Genome Wide Association Studies with treeWAS
Genome Wide Association Studies (GWAS) can be used to find significant genomic associations with a given trait or characteristic (phenotype). We can analyze the entire genome of individuals to pinpoint single nucleotide polymorphisms (SNPs) or other genetic markers (e.g., the presence or absence of a gene) that exhibit statistical associations with particular phenotypes. A key consideration when running a GWAS is to control for population structure as this may induce false positive calls in where variants are identified due to shared ancestry rather than because of the trait of interest.
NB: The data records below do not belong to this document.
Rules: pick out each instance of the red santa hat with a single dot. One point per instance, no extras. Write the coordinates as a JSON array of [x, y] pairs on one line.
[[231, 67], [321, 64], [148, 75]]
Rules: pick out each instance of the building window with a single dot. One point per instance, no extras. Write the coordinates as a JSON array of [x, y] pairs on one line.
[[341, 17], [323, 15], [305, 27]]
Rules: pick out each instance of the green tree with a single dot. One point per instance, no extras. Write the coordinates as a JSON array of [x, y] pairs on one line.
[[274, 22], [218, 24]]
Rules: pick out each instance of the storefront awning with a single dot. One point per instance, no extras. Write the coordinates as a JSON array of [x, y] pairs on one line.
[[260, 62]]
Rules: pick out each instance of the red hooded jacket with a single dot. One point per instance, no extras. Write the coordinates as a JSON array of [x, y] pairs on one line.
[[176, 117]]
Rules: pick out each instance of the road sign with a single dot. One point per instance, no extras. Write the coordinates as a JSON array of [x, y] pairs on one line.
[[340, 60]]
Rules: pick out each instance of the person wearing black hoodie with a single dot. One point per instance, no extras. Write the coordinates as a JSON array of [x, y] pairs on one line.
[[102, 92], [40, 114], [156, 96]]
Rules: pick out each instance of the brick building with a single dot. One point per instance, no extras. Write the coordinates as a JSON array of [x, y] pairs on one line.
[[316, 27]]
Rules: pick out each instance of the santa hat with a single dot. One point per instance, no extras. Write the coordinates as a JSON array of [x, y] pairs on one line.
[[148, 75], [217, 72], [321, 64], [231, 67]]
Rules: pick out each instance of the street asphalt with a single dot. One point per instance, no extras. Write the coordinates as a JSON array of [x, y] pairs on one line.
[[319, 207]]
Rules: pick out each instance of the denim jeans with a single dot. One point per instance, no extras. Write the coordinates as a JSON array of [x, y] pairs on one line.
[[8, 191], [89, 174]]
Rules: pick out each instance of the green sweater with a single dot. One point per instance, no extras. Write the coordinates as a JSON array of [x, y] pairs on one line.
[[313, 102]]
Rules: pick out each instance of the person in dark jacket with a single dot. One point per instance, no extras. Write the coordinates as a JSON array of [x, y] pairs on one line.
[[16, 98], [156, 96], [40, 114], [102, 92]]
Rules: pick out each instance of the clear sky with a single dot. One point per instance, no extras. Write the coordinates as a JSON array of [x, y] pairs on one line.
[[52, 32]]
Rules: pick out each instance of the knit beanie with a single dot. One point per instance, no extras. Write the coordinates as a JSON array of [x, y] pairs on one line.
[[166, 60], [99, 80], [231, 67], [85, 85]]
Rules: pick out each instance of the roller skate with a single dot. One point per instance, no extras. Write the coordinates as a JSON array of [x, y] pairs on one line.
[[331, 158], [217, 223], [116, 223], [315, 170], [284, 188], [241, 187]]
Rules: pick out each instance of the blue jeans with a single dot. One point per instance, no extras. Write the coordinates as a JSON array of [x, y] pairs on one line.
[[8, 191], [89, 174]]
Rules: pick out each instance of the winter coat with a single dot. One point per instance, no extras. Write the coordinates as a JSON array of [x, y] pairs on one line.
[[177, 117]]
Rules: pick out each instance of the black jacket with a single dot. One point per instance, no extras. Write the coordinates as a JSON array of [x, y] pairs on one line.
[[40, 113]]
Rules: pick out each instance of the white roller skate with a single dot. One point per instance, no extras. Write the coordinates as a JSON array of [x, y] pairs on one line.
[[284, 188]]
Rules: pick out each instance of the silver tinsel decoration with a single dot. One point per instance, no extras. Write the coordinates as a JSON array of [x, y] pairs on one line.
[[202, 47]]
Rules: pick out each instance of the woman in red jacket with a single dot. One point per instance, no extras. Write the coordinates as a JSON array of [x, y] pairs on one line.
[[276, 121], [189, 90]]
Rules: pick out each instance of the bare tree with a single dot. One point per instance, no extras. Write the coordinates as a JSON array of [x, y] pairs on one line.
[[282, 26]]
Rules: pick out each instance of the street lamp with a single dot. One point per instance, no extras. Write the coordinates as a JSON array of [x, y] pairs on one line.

treeWAS is a package available in R that has been specifically developed to run bacterial GWAS. This method can be very powerful for identifying SNPs in bacterial genomics that are significantly associated with a given phenotype. This phenotype can be a binary or continuous variable.
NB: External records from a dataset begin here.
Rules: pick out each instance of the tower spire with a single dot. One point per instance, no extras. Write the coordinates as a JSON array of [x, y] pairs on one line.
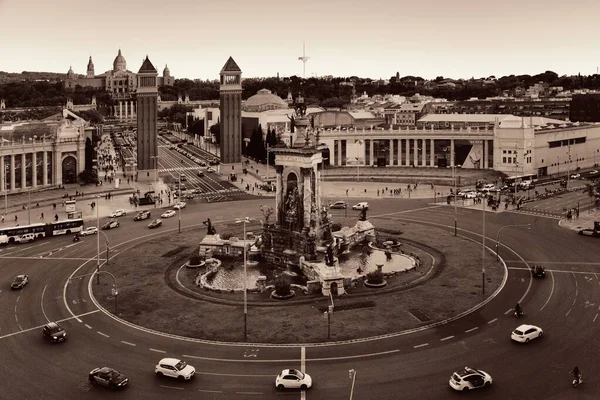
[[304, 59]]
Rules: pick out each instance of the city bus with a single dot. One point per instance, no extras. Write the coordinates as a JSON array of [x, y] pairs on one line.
[[41, 230]]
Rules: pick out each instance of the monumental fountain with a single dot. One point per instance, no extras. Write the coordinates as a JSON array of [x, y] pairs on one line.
[[300, 235]]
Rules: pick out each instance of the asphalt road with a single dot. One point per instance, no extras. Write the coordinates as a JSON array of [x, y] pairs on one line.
[[413, 365]]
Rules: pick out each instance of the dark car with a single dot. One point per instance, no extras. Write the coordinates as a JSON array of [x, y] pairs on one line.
[[108, 377], [53, 332], [19, 282], [538, 271], [142, 215]]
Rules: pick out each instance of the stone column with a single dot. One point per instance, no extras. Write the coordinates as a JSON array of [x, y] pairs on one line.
[[432, 154], [34, 170], [45, 168], [12, 172], [23, 170]]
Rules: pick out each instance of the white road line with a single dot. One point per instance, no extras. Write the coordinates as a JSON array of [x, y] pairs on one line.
[[157, 351], [42, 304], [551, 292]]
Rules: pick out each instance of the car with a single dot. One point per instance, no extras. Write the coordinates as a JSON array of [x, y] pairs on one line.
[[168, 214], [155, 224], [589, 232], [108, 377], [142, 215], [538, 271], [524, 333], [118, 213], [363, 205], [469, 378], [53, 332], [113, 223], [19, 282], [293, 379], [179, 205], [90, 230], [175, 368], [339, 204]]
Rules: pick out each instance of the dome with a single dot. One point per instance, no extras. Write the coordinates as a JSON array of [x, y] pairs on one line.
[[119, 64], [265, 100]]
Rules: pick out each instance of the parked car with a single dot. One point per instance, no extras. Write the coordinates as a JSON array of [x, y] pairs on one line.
[[168, 214], [118, 213], [19, 282], [90, 230], [108, 377], [360, 206], [339, 204], [293, 379], [142, 215], [175, 368], [54, 332], [525, 333], [155, 224], [113, 223], [469, 378]]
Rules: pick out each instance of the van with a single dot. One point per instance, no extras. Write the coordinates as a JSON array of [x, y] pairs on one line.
[[28, 237]]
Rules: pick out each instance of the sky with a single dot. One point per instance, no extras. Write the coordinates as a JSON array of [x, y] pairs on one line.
[[371, 39]]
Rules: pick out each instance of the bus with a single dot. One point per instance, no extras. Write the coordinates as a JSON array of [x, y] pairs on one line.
[[41, 230]]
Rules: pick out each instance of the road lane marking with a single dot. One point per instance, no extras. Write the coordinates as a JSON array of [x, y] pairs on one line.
[[157, 351]]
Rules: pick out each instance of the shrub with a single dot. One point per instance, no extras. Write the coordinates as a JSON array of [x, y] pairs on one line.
[[282, 286], [375, 277]]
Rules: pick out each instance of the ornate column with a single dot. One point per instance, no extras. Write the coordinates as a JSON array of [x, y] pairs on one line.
[[432, 154], [45, 168], [23, 170], [12, 172], [34, 170]]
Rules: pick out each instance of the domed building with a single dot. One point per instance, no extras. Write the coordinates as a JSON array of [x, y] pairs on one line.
[[264, 100], [119, 82]]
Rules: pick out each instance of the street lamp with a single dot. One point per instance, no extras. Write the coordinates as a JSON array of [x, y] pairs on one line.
[[528, 226], [245, 221]]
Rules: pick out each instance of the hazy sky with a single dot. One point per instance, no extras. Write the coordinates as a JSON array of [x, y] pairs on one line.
[[376, 38]]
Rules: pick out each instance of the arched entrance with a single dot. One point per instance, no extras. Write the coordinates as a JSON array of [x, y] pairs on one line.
[[69, 170]]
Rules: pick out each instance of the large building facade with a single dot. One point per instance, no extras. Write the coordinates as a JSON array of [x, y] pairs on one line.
[[42, 154], [231, 113], [119, 82]]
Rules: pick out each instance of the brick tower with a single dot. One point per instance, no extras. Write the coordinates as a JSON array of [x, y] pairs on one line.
[[231, 113], [147, 120]]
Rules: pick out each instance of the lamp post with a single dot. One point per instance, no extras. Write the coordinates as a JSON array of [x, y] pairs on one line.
[[245, 221], [528, 226]]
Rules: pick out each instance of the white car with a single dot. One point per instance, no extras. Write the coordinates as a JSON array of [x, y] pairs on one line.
[[117, 213], [179, 205], [360, 206], [525, 333], [174, 368], [469, 378], [91, 230], [293, 379], [168, 214]]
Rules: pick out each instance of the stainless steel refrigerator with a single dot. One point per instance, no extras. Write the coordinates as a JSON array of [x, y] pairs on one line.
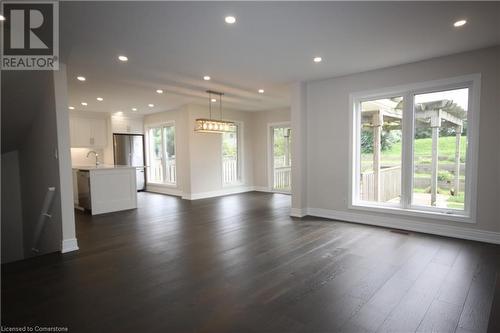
[[129, 150]]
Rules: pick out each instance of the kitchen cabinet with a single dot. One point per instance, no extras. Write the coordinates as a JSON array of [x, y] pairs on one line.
[[127, 125], [88, 132]]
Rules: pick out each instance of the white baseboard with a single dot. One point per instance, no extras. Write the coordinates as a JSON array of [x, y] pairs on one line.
[[218, 193], [262, 189], [407, 224], [69, 245], [162, 189], [298, 212]]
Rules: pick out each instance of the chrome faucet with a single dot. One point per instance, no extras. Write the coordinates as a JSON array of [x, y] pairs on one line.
[[96, 156]]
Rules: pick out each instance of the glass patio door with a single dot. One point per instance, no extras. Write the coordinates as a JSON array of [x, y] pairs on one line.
[[281, 159]]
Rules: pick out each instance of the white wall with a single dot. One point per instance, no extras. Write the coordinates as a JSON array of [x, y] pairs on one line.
[[199, 155], [79, 156], [12, 215], [327, 156], [260, 138], [206, 152], [39, 170], [69, 242]]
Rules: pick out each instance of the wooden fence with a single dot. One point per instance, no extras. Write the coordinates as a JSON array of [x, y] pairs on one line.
[[282, 178], [390, 184], [230, 170]]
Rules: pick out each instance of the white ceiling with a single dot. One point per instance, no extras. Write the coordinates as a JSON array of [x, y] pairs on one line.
[[172, 45]]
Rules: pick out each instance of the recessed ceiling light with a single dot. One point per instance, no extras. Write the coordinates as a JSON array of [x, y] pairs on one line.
[[230, 19]]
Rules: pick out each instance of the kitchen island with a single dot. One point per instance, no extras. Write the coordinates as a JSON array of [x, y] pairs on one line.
[[106, 188]]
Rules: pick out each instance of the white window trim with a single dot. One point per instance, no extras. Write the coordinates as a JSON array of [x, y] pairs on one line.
[[240, 165], [473, 82], [270, 157], [148, 128]]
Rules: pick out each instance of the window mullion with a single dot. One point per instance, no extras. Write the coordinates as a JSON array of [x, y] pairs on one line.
[[163, 130], [407, 150]]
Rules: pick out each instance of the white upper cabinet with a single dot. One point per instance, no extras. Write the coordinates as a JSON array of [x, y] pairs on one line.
[[88, 132], [127, 125]]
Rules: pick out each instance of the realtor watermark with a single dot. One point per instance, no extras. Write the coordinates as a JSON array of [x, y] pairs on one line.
[[34, 329], [30, 35]]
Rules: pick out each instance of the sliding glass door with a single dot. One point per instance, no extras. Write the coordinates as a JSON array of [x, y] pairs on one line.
[[161, 155]]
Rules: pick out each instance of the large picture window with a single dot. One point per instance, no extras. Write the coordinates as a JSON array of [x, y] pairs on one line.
[[161, 155], [412, 148]]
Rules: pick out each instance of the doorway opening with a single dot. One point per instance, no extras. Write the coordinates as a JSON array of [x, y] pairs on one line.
[[281, 161]]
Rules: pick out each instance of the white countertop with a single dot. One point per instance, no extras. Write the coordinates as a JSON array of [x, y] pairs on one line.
[[104, 167]]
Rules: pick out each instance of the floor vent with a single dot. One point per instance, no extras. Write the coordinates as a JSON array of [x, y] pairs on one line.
[[398, 231]]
This practical will guide you through running treeWAS to perform a GWAS using the 200 M. tuberculosis samples from Moldova.
The following files will be used for this exercise:
-
TB_Moldova.fasta – A multi-sequence SNP alignment file of M. tuberculosis samples from Moldova.
-
TB_Moldova.tree – A Maximum Likelihood phylogenetic tree produced from the sequence data.
-
TB_Moldova_index.txt – A text file indexing the SNPs in the sequence file to the true position in the H37Rv reference strain.
-
TB_Moldova_metadata.csv – A CSV file with the sample name in the first column and the phenotype of interest in the second column.
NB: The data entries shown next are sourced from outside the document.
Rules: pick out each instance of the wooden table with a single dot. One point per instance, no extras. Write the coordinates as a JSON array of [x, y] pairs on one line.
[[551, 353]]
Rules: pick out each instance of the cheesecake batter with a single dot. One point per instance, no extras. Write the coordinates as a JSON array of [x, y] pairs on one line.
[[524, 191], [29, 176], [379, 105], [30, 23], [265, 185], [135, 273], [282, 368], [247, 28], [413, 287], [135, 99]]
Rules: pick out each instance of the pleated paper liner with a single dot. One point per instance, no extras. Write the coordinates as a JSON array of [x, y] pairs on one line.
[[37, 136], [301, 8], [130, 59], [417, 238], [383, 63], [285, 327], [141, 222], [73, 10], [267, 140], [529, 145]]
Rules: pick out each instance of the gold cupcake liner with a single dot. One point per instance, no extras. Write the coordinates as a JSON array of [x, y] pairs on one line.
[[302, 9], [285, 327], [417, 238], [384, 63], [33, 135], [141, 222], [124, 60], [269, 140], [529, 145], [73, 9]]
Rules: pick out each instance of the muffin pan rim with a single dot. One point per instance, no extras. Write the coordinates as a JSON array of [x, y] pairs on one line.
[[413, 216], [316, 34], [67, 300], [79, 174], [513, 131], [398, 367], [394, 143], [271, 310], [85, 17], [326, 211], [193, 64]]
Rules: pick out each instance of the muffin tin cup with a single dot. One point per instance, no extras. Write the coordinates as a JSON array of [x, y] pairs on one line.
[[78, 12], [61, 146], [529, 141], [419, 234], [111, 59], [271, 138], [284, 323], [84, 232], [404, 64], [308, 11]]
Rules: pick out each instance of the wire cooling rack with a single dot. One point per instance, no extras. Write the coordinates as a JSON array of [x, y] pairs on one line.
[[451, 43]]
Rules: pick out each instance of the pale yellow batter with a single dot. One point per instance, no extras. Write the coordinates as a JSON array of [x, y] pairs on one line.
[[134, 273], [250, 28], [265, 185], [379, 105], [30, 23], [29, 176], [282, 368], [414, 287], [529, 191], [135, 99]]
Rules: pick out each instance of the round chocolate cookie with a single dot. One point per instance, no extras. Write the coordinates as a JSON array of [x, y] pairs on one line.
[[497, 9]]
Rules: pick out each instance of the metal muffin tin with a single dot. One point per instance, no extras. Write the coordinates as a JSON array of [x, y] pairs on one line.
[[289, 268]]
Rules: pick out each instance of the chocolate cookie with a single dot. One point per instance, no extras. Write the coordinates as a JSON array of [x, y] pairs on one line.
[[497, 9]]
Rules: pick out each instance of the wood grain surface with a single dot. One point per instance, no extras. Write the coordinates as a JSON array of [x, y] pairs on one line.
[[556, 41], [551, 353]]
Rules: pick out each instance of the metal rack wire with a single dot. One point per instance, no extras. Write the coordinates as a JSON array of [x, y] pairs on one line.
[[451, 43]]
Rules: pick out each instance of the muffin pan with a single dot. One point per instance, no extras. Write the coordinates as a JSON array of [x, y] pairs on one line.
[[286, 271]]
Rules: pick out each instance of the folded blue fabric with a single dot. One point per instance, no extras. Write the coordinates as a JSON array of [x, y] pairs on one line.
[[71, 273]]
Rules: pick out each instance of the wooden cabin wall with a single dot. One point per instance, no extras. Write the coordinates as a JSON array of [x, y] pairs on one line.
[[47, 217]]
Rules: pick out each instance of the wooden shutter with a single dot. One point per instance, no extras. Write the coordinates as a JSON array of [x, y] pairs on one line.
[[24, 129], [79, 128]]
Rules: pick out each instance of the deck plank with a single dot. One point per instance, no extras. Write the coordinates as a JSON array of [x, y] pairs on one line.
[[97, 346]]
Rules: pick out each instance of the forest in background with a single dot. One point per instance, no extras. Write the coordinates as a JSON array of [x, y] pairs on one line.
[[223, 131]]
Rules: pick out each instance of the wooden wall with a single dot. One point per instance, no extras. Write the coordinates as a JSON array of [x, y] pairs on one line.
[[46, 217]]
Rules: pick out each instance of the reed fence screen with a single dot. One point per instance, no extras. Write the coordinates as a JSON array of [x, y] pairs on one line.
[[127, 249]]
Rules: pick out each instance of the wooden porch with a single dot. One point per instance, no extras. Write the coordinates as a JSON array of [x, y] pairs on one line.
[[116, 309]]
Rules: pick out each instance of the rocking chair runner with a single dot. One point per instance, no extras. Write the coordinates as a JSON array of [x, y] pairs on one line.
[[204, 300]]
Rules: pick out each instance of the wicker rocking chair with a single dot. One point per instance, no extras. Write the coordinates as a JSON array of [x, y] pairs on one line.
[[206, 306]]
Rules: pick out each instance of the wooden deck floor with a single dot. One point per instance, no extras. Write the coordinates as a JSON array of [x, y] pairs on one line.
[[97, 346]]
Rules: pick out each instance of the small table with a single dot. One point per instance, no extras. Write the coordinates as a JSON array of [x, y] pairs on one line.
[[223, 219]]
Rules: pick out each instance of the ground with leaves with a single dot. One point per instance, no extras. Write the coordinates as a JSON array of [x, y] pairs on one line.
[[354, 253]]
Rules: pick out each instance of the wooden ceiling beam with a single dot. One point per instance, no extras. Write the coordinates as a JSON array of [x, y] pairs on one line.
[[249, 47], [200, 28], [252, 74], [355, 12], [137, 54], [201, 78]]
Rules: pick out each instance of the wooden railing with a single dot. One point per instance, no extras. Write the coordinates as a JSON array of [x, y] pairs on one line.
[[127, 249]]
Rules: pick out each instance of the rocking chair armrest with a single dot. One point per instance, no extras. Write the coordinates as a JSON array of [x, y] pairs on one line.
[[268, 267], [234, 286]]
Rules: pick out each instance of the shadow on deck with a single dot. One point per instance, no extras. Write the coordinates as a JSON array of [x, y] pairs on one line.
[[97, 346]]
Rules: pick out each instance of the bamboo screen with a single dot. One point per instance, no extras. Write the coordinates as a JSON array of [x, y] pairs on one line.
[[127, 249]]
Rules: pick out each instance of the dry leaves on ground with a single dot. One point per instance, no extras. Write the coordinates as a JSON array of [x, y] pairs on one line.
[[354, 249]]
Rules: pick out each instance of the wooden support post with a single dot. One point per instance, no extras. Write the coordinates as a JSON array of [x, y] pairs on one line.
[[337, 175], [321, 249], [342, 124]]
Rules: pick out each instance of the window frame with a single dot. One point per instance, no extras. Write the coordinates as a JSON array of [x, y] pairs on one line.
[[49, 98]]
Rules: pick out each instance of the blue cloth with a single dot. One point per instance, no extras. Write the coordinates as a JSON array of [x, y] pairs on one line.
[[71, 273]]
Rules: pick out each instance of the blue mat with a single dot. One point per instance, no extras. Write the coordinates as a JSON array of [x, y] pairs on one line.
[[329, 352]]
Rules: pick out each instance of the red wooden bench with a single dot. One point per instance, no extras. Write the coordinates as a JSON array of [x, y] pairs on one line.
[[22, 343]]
1. First we will set up the packages and options:
# Set packages and download treeWAS
require(devtools)
install_github("caitiecollins/treeWAS", build_vignettes = TRUE)
require(treeWAS)
options(stringsAsFactors = F)
2. To run a GWAS with treeWAS, you will need a genotype (sequence) file, a phenotype file, and a phylogeny. First we will first load the tree file. This will be the un-timed ML phylogeny “TB_Moldova.tree”:
tree <- ape::read.tree("TB_Moldova.tree")
3. Next load in the genotype file in DNAbin format of from ‘ape’. This will be the multi-sequence FASTA file. We need to convert this to a specific format for treeWAS using the ‘DNAbin2genind’ function:
dna <- read.dna(file = "TB_Moldova.fasta", format = "fasta")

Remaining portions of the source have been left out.